Die Züchtung neuer Weizen- und Roggensorten in den vergangenen drei Dekaden hat die Treibhausgasemissionen um bis zu 23 Prozent reduziert. Das belegt eine Studie des JKI mit Uni Hohenheim und Bundessortenamt, die erstmals den Beitrag der Sortenzüchtung zum Klimaschutz quantifiziert.
Die Landwirtschaft verursacht rund acht Prozent der Treibhausgas-Emissionen in Deutschland und trägt somit zum Klimawandel bei. Zugleich leidet die Landwirtschaft jedoch selbst mit am stärksten unter den negativen Auswirkungen klimatischer Veränderungen und hat per se ein Interesse, zum Klimaschutz beizutragen.

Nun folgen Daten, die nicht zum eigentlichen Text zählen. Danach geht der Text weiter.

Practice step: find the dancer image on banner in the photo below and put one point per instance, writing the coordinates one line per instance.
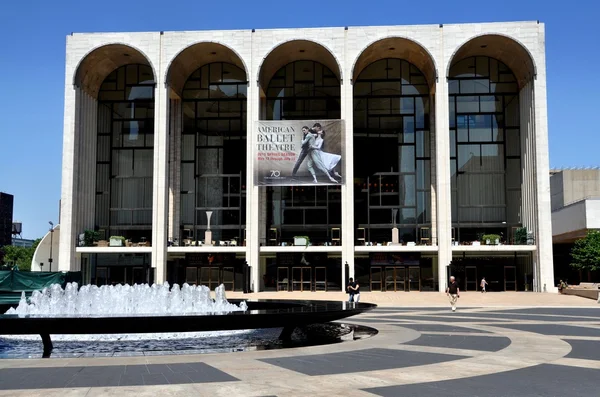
(304, 149)
(314, 158)
(329, 160)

Um diesen Beitrag zu einer klimaschonenderen Nahrungsmittelproduktion zu beziffern, lohnt ein Blick auf die gesamte pflanzliche Produktionskette, inklusive der Züchtung klimaeffizienter Sorten. Forschende des Julius Kühn-Instituts (JKI) haben daher gemeinsam mit Partnern des Bundessortenamts und der Universität Hohenheim erstmals den Beitrag des Züchtungsfortschritts bei Roggen und Weizen zur Verringerung des CO2-Fußabdrucks über mehr als 30 Jahre quantifiziert.
„Im Vergleich zu den Sorten, die in den 1980er Jahren auf den Markt kamen, weisen die heutigen Weizen- und Roggensorten einen um 13 bis 23 Prozent niedrigeren CO2-Fußabdruck auf“, berichtet Ludwig Riedesel vom JKI. Der Erstautor arbeitet am JKI-Fachinstitut für Strategien und Folgenabschätzung in Kleinmachnow. Durch die Züchtung pilzresistenter Sorten seien die CO2-Emissionen besonders stark in den Anbauvarianten ohne Einsatz von Fungiziden gesunken.

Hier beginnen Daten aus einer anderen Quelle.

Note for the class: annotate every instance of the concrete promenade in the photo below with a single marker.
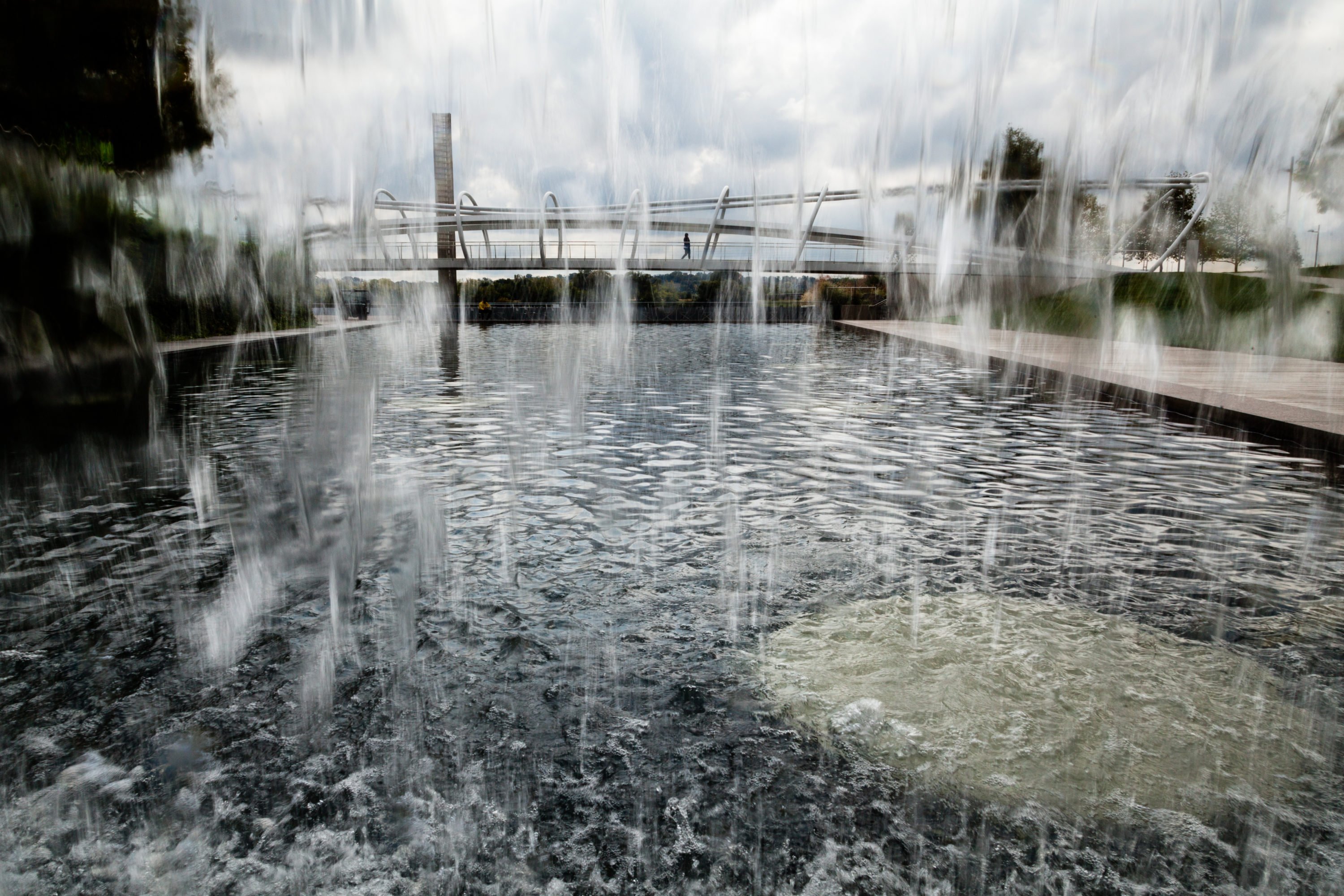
(1285, 398)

„Der Beitrag der Pflanzenzüchtung zur Steigerung der landwirtschaftlichen Produktivität und zur globalen Ernährungssicherung ist in zahlreichen Studien belegt. Inwieweit der Züchtungsfortschritt jedoch auch geholfen hat, die Klimawirkung der Landwirtschaft zu reduzieren, war bisher so nicht untersucht worden“, weist Dr. Til Feike von der JKI-Stabsstelle Klima auf die Besonderheit der Studie hin.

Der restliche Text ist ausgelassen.